The 13 metre-long County Hall Roman shipwreck found in London in 1910.

History shows that in the long term lifted hulls not associated with a grand narrative, such as the splendour of King Henry VIII, or that are not one-offs like the Late Bronze Age Dover Boat, do not fare well. The 3rd-century AD County Hall Roman wreck sunk opposite Westminster and recovered in 1910 and the 1st century AD Blackfriars vessel lifted in 1962 are unparalleled in the UK, yet little of their timbers survive today. These discoveries have had a disappointingly low impact on the general public.
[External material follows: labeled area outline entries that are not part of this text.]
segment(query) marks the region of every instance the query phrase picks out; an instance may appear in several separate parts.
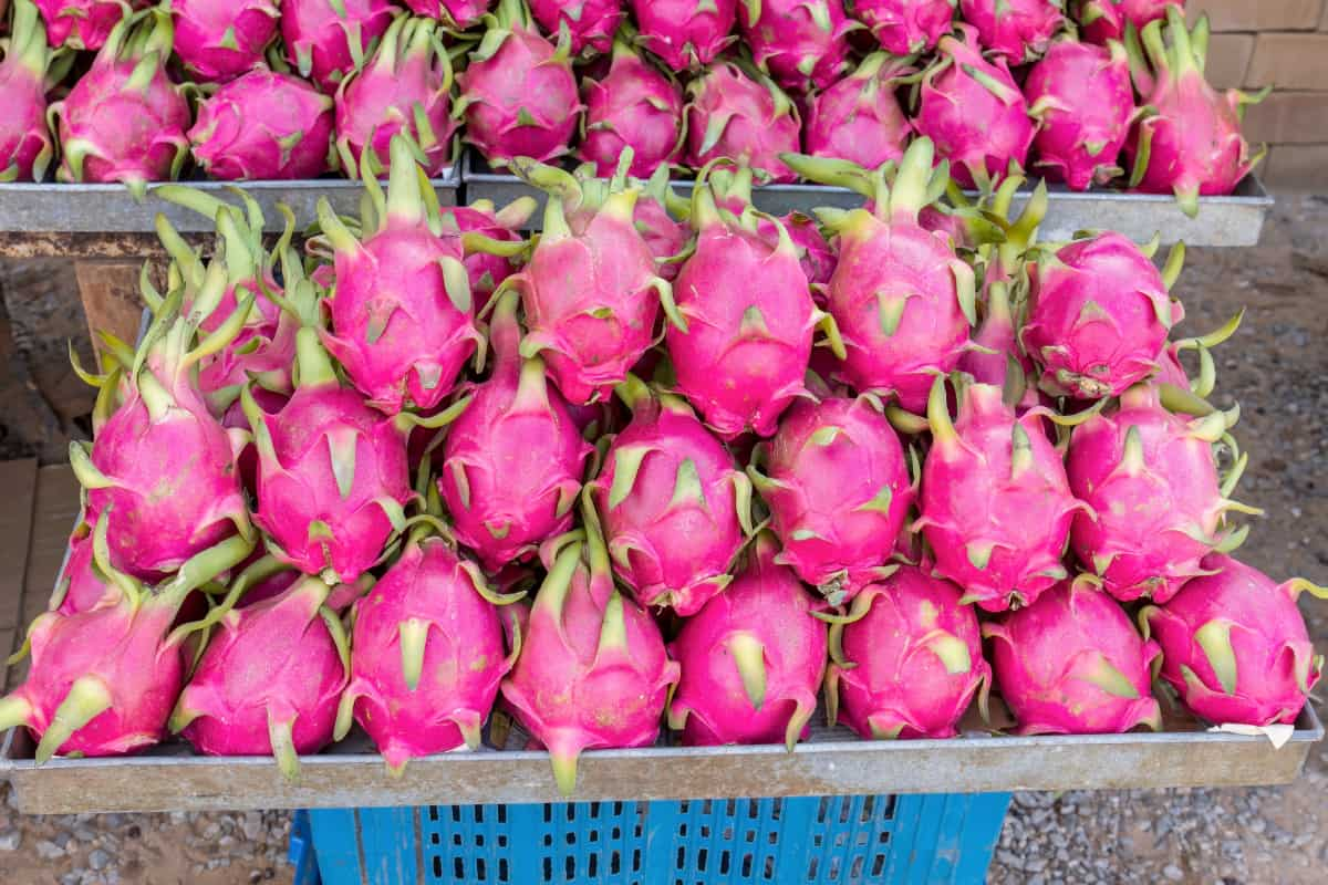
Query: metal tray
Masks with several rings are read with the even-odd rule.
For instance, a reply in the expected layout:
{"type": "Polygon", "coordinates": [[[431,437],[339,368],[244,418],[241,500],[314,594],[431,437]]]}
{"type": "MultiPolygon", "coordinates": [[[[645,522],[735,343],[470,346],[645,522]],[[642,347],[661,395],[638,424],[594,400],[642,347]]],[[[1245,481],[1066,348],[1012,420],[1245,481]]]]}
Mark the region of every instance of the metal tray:
{"type": "MultiPolygon", "coordinates": [[[[227,187],[240,187],[263,207],[268,231],[280,232],[278,203],[295,212],[301,227],[316,218],[320,196],[344,215],[359,215],[363,187],[344,178],[319,178],[300,182],[212,182],[185,180],[182,184],[226,196],[227,187]]],[[[433,180],[438,203],[456,206],[461,175],[456,166],[433,180]]],[[[151,186],[147,196],[134,199],[122,184],[0,184],[0,231],[7,234],[151,234],[157,214],[162,212],[183,234],[207,234],[212,223],[202,215],[174,203],[155,199],[151,186]]]]}
{"type": "MultiPolygon", "coordinates": [[[[514,175],[495,174],[474,150],[467,150],[462,161],[462,180],[466,198],[490,199],[498,206],[519,196],[534,196],[543,206],[543,192],[514,175]]],[[[673,183],[679,194],[687,195],[692,183],[673,183]]],[[[1016,198],[1016,211],[1027,196],[1016,198]]],[[[791,211],[809,212],[819,206],[855,208],[863,199],[853,191],[821,184],[770,184],[754,192],[757,208],[772,215],[791,211]]],[[[1274,199],[1255,175],[1247,175],[1231,196],[1204,196],[1199,199],[1199,215],[1189,218],[1175,199],[1154,194],[1122,194],[1118,191],[1089,191],[1080,194],[1062,184],[1050,186],[1046,220],[1042,222],[1042,240],[1068,240],[1076,231],[1118,231],[1135,241],[1162,235],[1163,243],[1183,240],[1186,245],[1256,245],[1264,218],[1274,199]]],[[[540,212],[531,224],[538,227],[540,212]]]]}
More recently, to great fanfare a well-preserved 3rd-century AD Romano-Celtic hull surfaced from the entrance to St. Peter’s Port in Guernsey, where cross-Channel ferries scoured and exposed not just the ‘Asterix’ ship, but since 1985 another five medieval hulls. Lost in the 13th-15th centuries, these ships are of international importance. In the absence of major historical touchstones or dazzling finds of Mary Rose quality, finding funds and homes for these noble hulls has proven a tough nut to crack. The 1,000 year-old planking discovered in 1991 by Stuart Bacon under Buss Creek, Suffolk, is equally exceptional. Despite the frames being carefully passed on to shipbuilding specialists, the story of this remarkable ship lost just around the corner from the royal Anglo-Saxon cemetery of Sutton Hoo is untold, the whereabouts of the missing frames a mystery.

A ferry crossing the Roman and medieval wreck site complex at the entrance to St. Peter’s Port, Guernsey.

A medieval hull recovered from the entrance to St. Peter’s Port, Guernsey.

Ship’s hulls need superstar status like the Mary Rose to warrant million-pound recovery projects or to be so unique that science demands their return to society from a watery grave. Does the 17th-century Swash Channel fit this magical bill? Will droves of tourists race to learn about this vessel’s secrets, bringing £500,000 into the coffers annually as at the Mary Rose Museum? The rudder should be lifted undeniably and its sculpture put on public display, as planned for the stern carving from HMS Colossus lost off the Scilly Isles in 1798.

Stuart Bacon examines 1,000 year-old timbers from the Buss Creek wreck, Suffolk. Photo: Suffolk Underwater Studies.

If funds can be sourced to bankroll ambitious ship recoveries like the Swash Channel wreck, this is wonderful news. If the funds come from the public pockets of English Heritage or the Heritage Lottery Fund, might these timbers be better respected long-term reburied elsewhere in Poole Harbour, away from scoured ferries lanes, so that the resources could be freed up for other needy projects? Saving the artifacts on the Stirling Castle, lost in the Goodwin Sands during the great storm of 1703 and the best preserved wreck off the United Kingdom, is no less a matter of urgency. Only time will tell.

Meanwhile, there is no doubt that rather than graceful seahorses shipwrecked hulls like the Swash Channel wreck are the conger eels of marine archaeology: we know they are down there, to some they may be beautiful, but nobody wants to catch one and put it in a public aquarium. Get too close and you might bite off more than you can chew.